Time resolved bit error rate analysis of a fast switching tunable laser for use in optically switched networks

John A. O’Dowd, Kai Shi, Anthony J. Walsh, Vivian M. Bessler, Frank Smyth, Tam N. Huynh, Liam P. Barry, Andrew D. Ellis

Research output: Contribution to journalArticle

Abstract

We investigate the use of different direct detection modulation formats in a wavelength switched optical network. We find the minimum time it takes a tunable sampled grating distributed Bragg reflector laser to recover after switching from one wavelength channel to another for different modulation formats. The recovery time is investigated utilizing a field programmable gate array which operates as a time resolved bit error rate detector. The detector offers 93 ps resolution operating at 10.7 Gb/s and allows for all the data received to contribute to the measurement, allowing low bit error rates to be measured at high speed. The recovery times for 10.7 Gb/s non-return-to-zero on–off keyed modulation, 10.7 Gb/s differentially phase shift keyed signal and 21.4 Gb/s differentially quadrature phase shift keyed formats can be as low as 4 ns, 7 ns and 40 ns, respectively.
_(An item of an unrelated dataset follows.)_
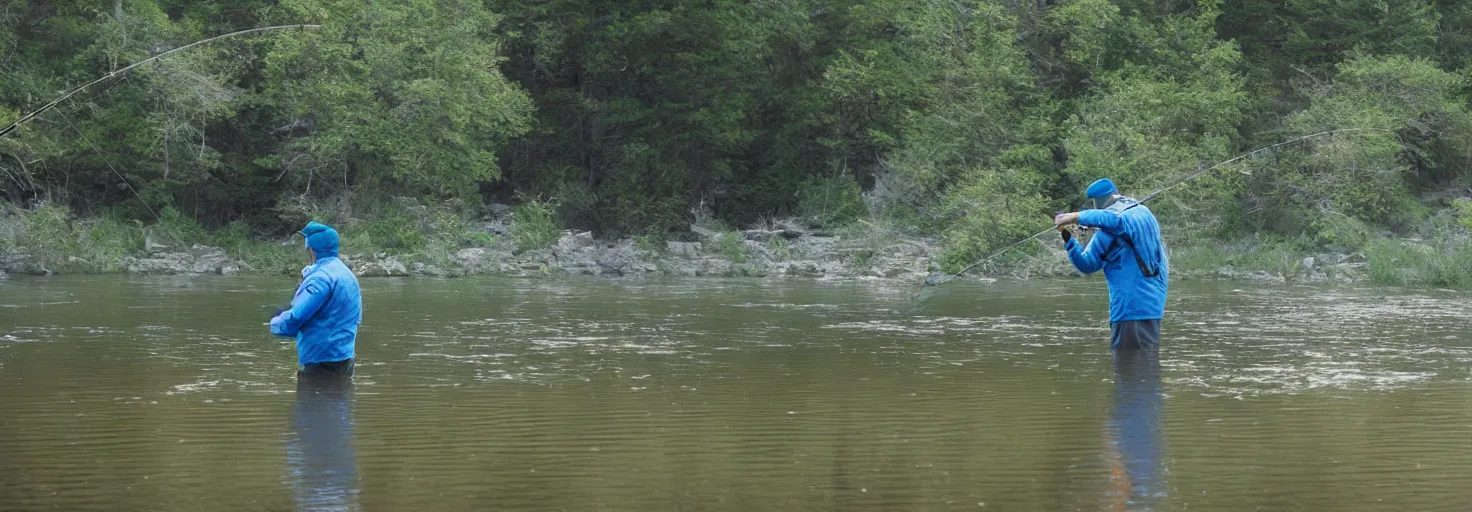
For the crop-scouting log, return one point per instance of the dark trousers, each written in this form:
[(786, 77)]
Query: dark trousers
[(342, 368), (1134, 334)]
The time resolved phase noise associated with laser settling is simultaneously measured for 21.4 Gb/s differentially quadrature phase shift keyed data and it shows that the phase noise coupled with frequency error is the primary limitation on transmitting immediately after a laser switching event.
Original languageEnglish
Article number6305043
Pages (from-to)A77-A81
Number of pages5
JournalJournal of Optical Communications and Networking
Volume4
Issue number9
DOIs
Publication statusPublished - 1 Sep 2012

Bibliographical note

© 2012 OSA
This paper was published in Journal of Optical Communications and Networking and is made available as an electronic reprint with the permission of OSA. The paper can be found at the following URL on the OSA website: http://dx.doi.org/10.1364/JOCN.4.000A77. Systematic or multiple reproduction or distribution to multiple locations via electronic or other means is prohibited and is subject to penalties under law.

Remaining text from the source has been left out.